Government has downplayed a gloomy projection by the Economist Intelligence Unit (EIU) the local currency, the cedi may hit GH¢6 to a dollar by 2022.
Deputy Information Minister Kojo Oppong Nkrumah says the administration is unfazed by the report because some measures have been put in place to avert such an occurrence.
He told Joy News Wednesday, the EIU report only cautioned the government of what may happen and explained what could make it happen.
In its latest report, the EIU has predicted the cedi, which is currently trading at GH4.53 to a dollar, may suffer some depreciation by the end of 2018.
The report also predicted some political uncertainties in the lead up to the 2020 elections.
The EIU explained the poor outlook was necessitated by the fiscal policies being championed by the US President Donald Trump administration, which includes tax cuts.
But the Deputy Information Minister said government is working to guard against the EIU's prediction.
He said the administration has what it takes to forestall the scenarios enumerated by the EIU as having the potential to scupper government's agenda.
Mr Oppong-Nkrumah said the current economic numbers show an improvement in terms of the country’s political risk insurance.

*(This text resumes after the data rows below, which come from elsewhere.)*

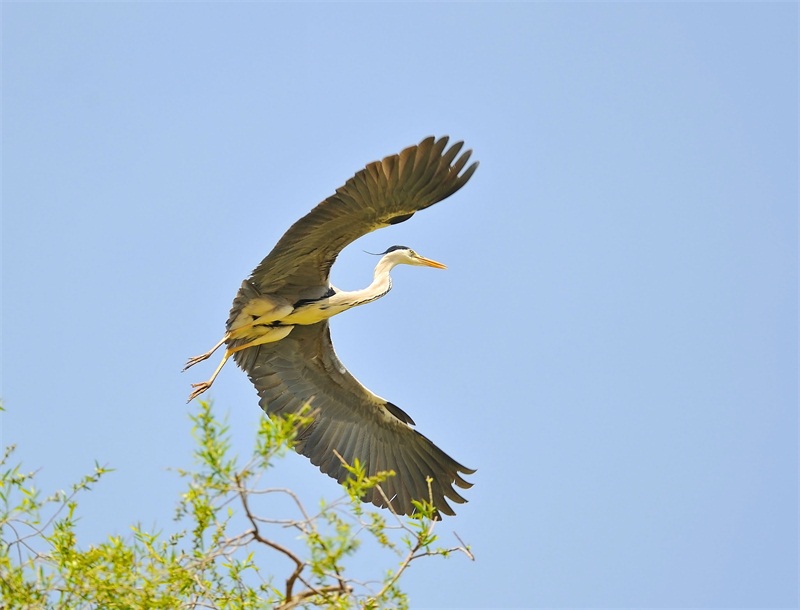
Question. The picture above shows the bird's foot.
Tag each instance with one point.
(199, 388)
(194, 360)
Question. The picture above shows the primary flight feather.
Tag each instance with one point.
(278, 332)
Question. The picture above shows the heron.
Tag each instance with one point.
(278, 330)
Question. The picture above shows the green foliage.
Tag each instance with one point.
(214, 559)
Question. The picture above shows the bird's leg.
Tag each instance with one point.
(201, 387)
(275, 334)
(195, 359)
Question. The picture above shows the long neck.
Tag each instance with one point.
(381, 284)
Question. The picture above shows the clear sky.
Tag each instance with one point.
(613, 346)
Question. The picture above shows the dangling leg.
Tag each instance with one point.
(276, 334)
(195, 359)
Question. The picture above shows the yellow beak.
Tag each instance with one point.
(429, 263)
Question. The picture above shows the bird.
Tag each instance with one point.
(278, 331)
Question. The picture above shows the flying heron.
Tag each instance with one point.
(278, 332)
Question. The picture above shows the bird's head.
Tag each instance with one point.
(403, 255)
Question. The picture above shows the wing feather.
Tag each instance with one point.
(396, 186)
(303, 369)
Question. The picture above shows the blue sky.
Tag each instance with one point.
(613, 346)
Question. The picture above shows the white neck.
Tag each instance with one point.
(381, 284)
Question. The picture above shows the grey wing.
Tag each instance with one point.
(303, 369)
(383, 193)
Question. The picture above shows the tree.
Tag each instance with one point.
(213, 559)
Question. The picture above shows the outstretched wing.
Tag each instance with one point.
(303, 369)
(383, 193)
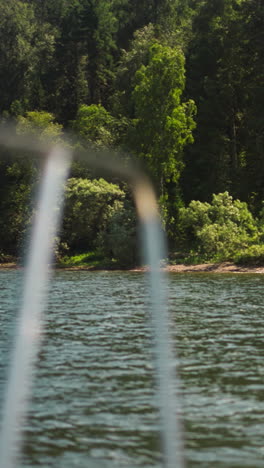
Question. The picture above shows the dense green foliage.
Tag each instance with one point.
(219, 230)
(178, 84)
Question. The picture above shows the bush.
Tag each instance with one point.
(119, 240)
(218, 230)
(253, 255)
(88, 207)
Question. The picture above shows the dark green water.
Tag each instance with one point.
(94, 400)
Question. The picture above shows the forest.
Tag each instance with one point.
(176, 85)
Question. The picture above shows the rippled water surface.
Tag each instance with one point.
(94, 402)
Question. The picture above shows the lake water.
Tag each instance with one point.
(94, 402)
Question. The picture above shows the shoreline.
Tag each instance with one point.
(223, 267)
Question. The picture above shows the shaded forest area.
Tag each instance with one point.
(175, 84)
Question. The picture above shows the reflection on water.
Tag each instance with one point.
(94, 403)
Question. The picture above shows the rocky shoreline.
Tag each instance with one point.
(224, 267)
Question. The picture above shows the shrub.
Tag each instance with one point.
(88, 207)
(218, 230)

“Recently, even old transactions that were yet to be consummated have had to be reviewed downwards because our political risk insurance has improved following how we conducted ourselves in the last election,” he said.
He added that the country has proved that it has what it takes in the area of Balance of Trade and Payment, currency and will be able to control any situation.

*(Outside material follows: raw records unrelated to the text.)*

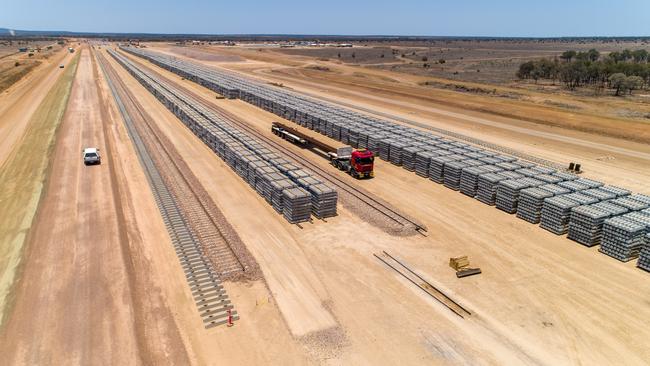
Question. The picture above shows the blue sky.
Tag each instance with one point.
(541, 18)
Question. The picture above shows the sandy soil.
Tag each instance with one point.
(101, 283)
(23, 176)
(614, 160)
(17, 104)
(539, 301)
(607, 116)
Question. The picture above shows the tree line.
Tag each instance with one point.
(622, 71)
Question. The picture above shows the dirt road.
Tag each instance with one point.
(615, 161)
(542, 298)
(18, 103)
(75, 301)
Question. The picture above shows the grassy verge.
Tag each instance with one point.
(23, 178)
(11, 75)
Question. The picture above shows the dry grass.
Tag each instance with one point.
(22, 179)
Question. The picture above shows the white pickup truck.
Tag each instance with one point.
(91, 156)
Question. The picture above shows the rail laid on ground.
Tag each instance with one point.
(366, 198)
(410, 275)
(211, 299)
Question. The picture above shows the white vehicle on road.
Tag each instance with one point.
(91, 156)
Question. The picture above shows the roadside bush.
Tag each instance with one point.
(624, 71)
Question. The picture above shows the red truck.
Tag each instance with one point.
(358, 163)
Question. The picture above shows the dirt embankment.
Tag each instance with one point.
(14, 71)
(505, 107)
(23, 177)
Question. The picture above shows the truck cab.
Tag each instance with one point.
(362, 163)
(91, 156)
(358, 163)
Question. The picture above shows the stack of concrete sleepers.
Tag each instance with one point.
(486, 190)
(248, 157)
(508, 192)
(453, 171)
(619, 192)
(324, 200)
(469, 178)
(531, 201)
(409, 157)
(277, 188)
(644, 255)
(422, 161)
(624, 236)
(436, 167)
(586, 223)
(390, 141)
(556, 211)
(296, 204)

“But the caution is good as it draws out attention to these things and ensure that we deliver and not fall into the risk the EIU is warning against,” he said.
There is a reason for cautious optimism as the EIU further predicts a stable cedi at the beginning of 2018.
This is attributed to the country’s oil revenues and the confidence drawn from a relationship with the International Monetary Funds (IMF).
Inflation is also likely to drop in 2018 due to the Akufo-Addo administration’s tighter fiscal policies in comparison to previous years.